Wow, I lived on the block (No. 46) in 1983-84, then at 246 E 4th St during 1984-85,and had no clue there used to be a lavish Loew’s up the street. Thanks, guys!

kc2dhj on August 20, 2007 at 11:29 am

I spent many saturdays 7 sundays in the early 50s in that wonderful place. My friends and I would go around the corner on 5th street that sold a big brown greasy bag of french fries for 15 cents and would stay watch a double feature, a action serial, and 25 cartoons.
I laugh now when I think of how many times my mother would come to get me and bring me home, boy would I get it.
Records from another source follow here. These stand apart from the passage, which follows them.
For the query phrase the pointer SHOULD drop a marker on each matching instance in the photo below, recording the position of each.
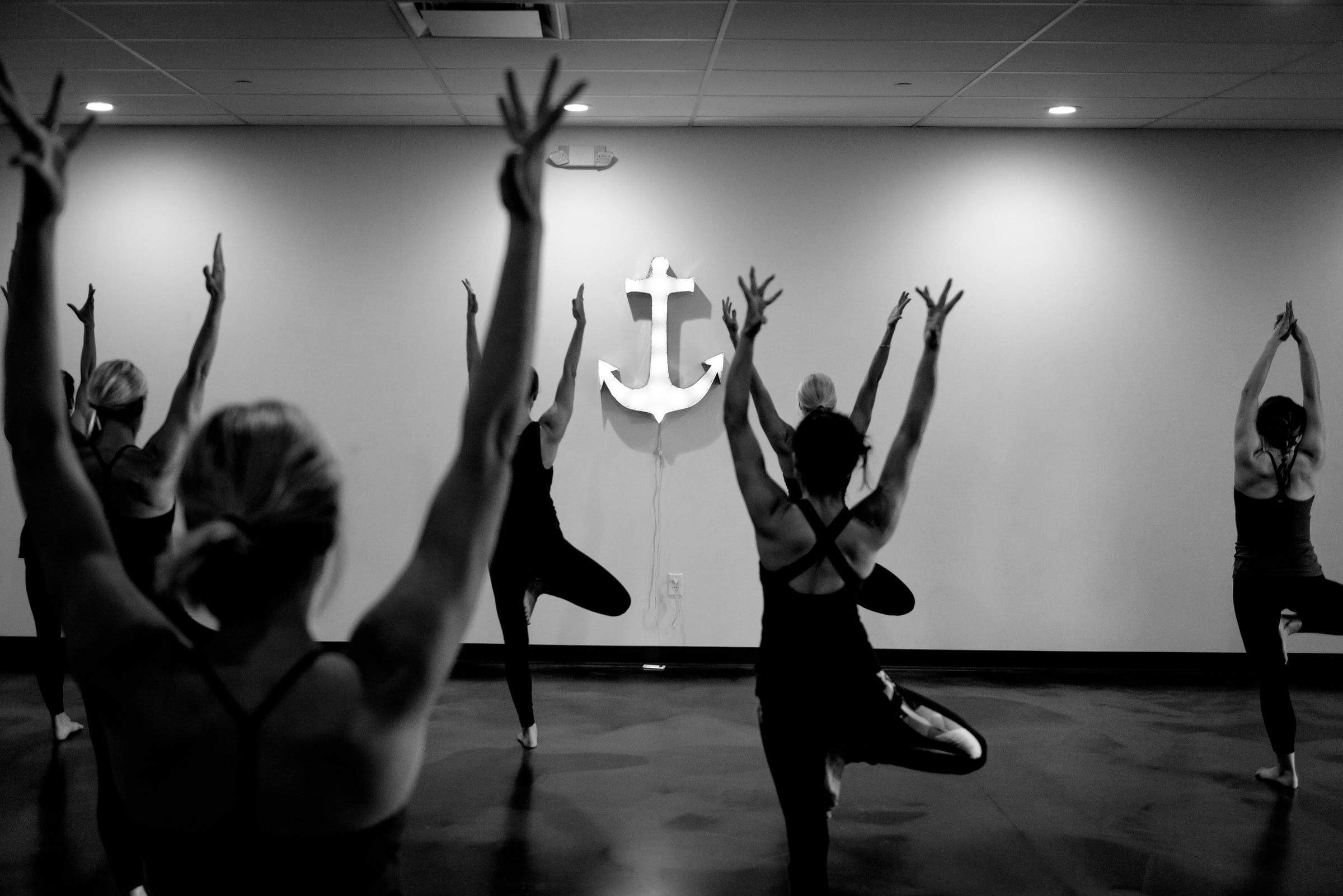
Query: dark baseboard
(21, 655)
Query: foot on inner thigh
(62, 726)
(527, 737)
(1278, 776)
(1288, 623)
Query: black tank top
(1274, 534)
(529, 513)
(813, 647)
(238, 857)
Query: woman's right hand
(520, 181)
(44, 149)
(1284, 324)
(472, 305)
(757, 304)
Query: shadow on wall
(683, 431)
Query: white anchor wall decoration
(659, 396)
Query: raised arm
(406, 644)
(168, 445)
(1247, 436)
(881, 509)
(1313, 440)
(766, 502)
(82, 570)
(473, 342)
(556, 418)
(82, 415)
(861, 415)
(777, 432)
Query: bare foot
(1278, 776)
(529, 604)
(64, 726)
(527, 737)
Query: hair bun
(203, 544)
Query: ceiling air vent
(487, 19)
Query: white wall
(1075, 487)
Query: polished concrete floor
(655, 785)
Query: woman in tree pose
(51, 649)
(532, 556)
(883, 592)
(256, 762)
(1278, 584)
(824, 698)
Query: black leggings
(1259, 604)
(552, 567)
(51, 648)
(807, 747)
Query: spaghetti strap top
(813, 645)
(1274, 534)
(238, 856)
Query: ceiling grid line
(713, 58)
(1001, 62)
(145, 59)
(1241, 83)
(434, 73)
It was a simple white building, and still remember the lion heads that stood out of the wall.

TLSLOEWS on November 28, 2009 at 8:46 pm

Good story of how Marcus Loew built the theatre at the site of his birth.Good history.

Al Alvarez
Al Alvarez on November 30, 2009 at 10:08 am

From the 2005 post above:

Marcus Loew said “This is the most pretentious of the houses on our string, because my better judgment was over-balanced by my sentimentalism and my longing to do something better here than I ever did before.”

Up to the 1930’s “pretentious” meant “luxurious” and did not have the negative connotations assigned to the word today.

TLSLOEWS on June 28, 2010 at 5:12 pm

Too bad the photos do not work anymore.

TLSLOEWS on May 8, 2011 at 4:56 pm

Marcus Loew was born on this date in 1870.

Will Dunklin
Will Dunklin on February 24, 2014 at 10:59 am

The Avenue B had a large organ built by M. P. Moller, their opus 1947 with four manuals and 31 ranks. It is interesting that the organ records state “contained many used parts, $5,700.” You gotta laugh, Marcus Loew builds a spectacular new theatre on the site of his childhood home, but let’s see if we can’t save a few dollars on that organ, okay?

I also find reference that Wurlitzer sold a little 2-manual, 3-rank organ to “Avenue B Theatre, New York, NY” in 1926 (opus 1372). Was there another hall with the same name? Maybe this was a lobby organ? Another mystery!

cinemajosie on February 22, 2015 at 5:01 am

The Loew’s theater was demolished to build the nonprofit Cabrini Nursing Home that served low-income elderly on the lower east side. A couple of years ago Cabrini was forced to close and sell, couldn’t even get a lease extension that would allow them to build on another site, and had to move some 100 patients to other facilities. The new owner has converted the building to luxury apartments, known as Bloom62.